Background
Acute rheumatic fever (ARF) is an autoimmune inflammatory process that develops as a sequela of streptococcal infection. ARF has extremely variable manifestations and remains a clinical syndrome for which no specific diagnostic test exists. Persons who have experienced an episode of ARF are predisposed to recurrence following subsequent (rheumatogenic) group A streptococcal infections. The most significant complication of ARF is rheumatic heart disease, which usually occurs after repeated bouts of acute illness.
Acute rheumatic fever (ARF) is an autoimmune inflammatory process that develops as a sequela of streptococcal infection. ARF has extremely variable manifestations and remains a clinical syndrome for which no specific diagnostic test exists. Persons who have experienced an episode of ARF are predisposed to recurrence following subsequent (rheumatogenic) group A streptococcal infections. The most significant complication of ARF is rheumatic heart disease, which usually occurs after repeated bouts of acute illness.
Pathophysiology
ARF is characterized by nonsuppurative inflammatory lesions of the joints, heart, subcutaneous tissue, and central nervous system. An extensive literature search has shown that, at least in developed countries, rheumatic fever follows pharyngeal infection with rheumatogenic group A streptococci.1,2,3,4 The risk of developing rheumatic fever after an episode of streptococcal pharyngitis has been estimated at 0.3-3%.1 More recent investigations of rheumatic fever occurring in the aboriginal populations of Australia suggest that streptococcal skin infections might also be associated with the development of rheumatic fever.5,6 In Oceania and Hawaii, streptococcal strains that are not typically associated with rheumatic fever have been found to cause the disease.
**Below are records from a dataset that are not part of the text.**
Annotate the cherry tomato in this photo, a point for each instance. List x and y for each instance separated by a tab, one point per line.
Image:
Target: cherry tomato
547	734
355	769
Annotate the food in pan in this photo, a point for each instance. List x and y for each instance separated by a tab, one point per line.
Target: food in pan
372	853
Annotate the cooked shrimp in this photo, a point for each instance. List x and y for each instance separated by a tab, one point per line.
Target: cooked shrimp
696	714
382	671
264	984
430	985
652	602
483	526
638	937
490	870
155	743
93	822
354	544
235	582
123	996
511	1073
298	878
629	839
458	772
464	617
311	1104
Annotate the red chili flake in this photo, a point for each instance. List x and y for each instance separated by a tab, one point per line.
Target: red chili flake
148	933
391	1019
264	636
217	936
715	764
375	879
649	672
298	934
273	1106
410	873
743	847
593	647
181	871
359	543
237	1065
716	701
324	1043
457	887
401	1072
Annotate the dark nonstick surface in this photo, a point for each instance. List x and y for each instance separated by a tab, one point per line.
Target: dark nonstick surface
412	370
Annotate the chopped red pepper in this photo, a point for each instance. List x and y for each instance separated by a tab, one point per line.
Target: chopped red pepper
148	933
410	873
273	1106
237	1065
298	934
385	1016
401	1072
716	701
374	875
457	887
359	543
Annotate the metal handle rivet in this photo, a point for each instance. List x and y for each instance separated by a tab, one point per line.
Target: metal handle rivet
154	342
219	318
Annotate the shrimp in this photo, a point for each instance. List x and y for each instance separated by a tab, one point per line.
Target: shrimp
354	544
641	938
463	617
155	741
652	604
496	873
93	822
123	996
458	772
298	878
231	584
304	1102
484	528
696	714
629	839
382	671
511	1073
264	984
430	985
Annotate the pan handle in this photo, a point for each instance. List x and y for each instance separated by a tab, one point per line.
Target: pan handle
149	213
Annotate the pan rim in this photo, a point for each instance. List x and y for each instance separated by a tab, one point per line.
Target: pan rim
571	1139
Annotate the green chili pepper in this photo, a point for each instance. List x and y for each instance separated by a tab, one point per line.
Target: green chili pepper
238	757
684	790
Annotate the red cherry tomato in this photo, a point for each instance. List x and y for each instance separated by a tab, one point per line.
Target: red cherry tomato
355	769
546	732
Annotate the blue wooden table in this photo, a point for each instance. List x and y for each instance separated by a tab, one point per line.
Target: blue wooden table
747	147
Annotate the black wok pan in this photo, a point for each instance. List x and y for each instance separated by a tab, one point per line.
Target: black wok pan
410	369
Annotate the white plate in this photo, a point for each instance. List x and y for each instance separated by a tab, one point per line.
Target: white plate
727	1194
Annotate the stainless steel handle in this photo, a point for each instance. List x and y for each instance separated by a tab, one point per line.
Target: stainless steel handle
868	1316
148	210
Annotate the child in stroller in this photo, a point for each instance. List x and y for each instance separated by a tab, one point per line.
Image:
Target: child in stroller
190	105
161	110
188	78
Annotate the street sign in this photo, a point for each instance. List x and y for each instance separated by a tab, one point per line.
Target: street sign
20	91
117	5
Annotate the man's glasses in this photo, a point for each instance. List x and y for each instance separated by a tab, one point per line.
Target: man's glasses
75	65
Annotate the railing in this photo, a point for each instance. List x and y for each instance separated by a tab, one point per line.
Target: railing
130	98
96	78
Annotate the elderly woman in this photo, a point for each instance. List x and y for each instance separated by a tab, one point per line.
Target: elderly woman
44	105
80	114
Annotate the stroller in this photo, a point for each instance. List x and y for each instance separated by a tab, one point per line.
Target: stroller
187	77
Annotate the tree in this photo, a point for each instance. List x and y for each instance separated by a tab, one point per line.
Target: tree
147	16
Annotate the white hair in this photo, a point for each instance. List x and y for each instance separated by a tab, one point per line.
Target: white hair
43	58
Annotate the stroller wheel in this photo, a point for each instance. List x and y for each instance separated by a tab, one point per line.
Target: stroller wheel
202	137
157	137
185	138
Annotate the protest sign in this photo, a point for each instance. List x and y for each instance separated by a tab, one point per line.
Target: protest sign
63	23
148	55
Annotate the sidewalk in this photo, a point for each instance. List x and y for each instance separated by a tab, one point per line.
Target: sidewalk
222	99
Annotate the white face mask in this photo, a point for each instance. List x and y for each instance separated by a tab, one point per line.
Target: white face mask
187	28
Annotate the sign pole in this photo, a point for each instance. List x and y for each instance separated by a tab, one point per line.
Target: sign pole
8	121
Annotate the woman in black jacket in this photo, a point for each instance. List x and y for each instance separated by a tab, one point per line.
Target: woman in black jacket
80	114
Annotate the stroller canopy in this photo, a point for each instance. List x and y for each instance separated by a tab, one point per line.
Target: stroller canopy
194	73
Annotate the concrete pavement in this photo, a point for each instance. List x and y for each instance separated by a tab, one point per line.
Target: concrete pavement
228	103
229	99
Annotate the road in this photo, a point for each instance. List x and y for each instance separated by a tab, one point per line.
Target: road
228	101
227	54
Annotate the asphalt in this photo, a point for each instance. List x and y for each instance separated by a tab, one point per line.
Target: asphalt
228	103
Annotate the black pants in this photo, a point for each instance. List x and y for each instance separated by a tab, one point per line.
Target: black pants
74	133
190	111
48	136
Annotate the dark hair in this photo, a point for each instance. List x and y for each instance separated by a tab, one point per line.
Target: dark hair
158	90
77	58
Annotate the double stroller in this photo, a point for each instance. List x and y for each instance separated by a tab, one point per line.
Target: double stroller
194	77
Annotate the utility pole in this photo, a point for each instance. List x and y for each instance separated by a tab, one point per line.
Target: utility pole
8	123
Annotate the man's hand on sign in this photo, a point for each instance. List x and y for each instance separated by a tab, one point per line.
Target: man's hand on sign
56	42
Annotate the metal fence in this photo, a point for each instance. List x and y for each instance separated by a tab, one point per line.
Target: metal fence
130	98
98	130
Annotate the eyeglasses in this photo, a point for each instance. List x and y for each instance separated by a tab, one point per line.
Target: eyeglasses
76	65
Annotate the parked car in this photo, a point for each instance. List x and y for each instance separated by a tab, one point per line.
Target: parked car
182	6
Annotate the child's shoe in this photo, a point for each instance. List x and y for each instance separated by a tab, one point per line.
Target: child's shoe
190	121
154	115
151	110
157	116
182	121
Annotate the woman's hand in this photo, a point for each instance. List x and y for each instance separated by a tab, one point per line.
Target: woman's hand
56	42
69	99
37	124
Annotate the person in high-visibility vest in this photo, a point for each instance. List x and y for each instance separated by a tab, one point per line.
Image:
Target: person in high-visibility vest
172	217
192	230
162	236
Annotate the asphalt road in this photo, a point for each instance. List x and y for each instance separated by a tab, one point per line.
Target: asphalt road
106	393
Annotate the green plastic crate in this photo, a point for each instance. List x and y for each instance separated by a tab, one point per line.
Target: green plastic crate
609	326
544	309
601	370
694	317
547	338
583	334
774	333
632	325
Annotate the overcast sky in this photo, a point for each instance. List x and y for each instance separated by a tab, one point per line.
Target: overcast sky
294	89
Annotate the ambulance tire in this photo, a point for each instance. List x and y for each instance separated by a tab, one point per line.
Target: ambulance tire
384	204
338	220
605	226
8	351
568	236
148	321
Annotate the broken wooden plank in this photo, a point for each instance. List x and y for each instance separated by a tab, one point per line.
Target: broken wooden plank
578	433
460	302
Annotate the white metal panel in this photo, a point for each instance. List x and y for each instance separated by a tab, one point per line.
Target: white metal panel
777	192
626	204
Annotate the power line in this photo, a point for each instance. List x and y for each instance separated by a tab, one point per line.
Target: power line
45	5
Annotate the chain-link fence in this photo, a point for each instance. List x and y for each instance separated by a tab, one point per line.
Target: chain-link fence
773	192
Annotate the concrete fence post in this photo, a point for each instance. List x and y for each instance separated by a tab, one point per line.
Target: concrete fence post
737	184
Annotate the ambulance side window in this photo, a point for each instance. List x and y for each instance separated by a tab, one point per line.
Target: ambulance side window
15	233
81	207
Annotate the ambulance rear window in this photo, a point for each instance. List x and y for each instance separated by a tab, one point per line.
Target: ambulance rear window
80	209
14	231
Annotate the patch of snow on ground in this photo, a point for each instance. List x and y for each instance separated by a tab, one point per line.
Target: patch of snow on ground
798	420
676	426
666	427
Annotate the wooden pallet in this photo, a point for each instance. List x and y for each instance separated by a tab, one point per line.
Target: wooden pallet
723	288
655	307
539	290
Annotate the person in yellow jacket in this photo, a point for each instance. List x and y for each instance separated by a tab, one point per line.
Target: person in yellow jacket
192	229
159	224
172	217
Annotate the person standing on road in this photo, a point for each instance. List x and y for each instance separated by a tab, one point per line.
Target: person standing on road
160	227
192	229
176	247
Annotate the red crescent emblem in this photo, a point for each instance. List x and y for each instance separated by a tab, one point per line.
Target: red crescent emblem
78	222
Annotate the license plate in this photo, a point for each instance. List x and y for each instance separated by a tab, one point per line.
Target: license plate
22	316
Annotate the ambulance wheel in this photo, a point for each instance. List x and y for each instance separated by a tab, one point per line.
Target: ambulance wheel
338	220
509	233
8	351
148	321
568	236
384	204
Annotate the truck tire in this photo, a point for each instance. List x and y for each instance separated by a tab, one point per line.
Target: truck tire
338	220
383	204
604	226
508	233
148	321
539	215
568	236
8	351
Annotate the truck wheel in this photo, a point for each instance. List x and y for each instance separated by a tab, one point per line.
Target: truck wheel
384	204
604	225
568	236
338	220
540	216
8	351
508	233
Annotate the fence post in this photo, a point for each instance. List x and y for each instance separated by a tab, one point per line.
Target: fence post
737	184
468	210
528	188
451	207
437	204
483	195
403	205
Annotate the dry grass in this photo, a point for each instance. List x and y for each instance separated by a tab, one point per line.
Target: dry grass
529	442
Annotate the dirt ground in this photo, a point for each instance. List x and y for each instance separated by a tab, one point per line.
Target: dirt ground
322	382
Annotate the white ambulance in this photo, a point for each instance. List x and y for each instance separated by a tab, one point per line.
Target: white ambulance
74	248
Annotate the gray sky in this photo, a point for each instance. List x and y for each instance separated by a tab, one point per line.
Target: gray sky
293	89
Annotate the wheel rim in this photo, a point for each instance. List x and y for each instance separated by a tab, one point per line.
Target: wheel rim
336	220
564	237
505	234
Molecular mimicry accounts for the tissue injury that occurs in rheumatic fever. Both the humoral and cellular host defenses of a genetically vulnerable host are involved. In this process, the patient's immune responses (both B- and T-cell mediated) are unable to distinguish between the invading microbe and certain host tissues.8 The resultant inflammation may persist well beyond the acute infection and produces the protean manifestations of rheumatic fever.
Frequency
United States
The incidence of ARF has declined markedly in the past 50 years in both the United States and Western Europe. Most Western physicians see only the late sequelae of rheumatic heart disease; the diagnosis of an acute case is usually reason enough for a ground rounds presentation. This remarkable decline of rheumatic fever likely reflects improved socioeconomic conditions, as well the decline in prevalence of the classically described rheumatogenic strains of group A streptococci.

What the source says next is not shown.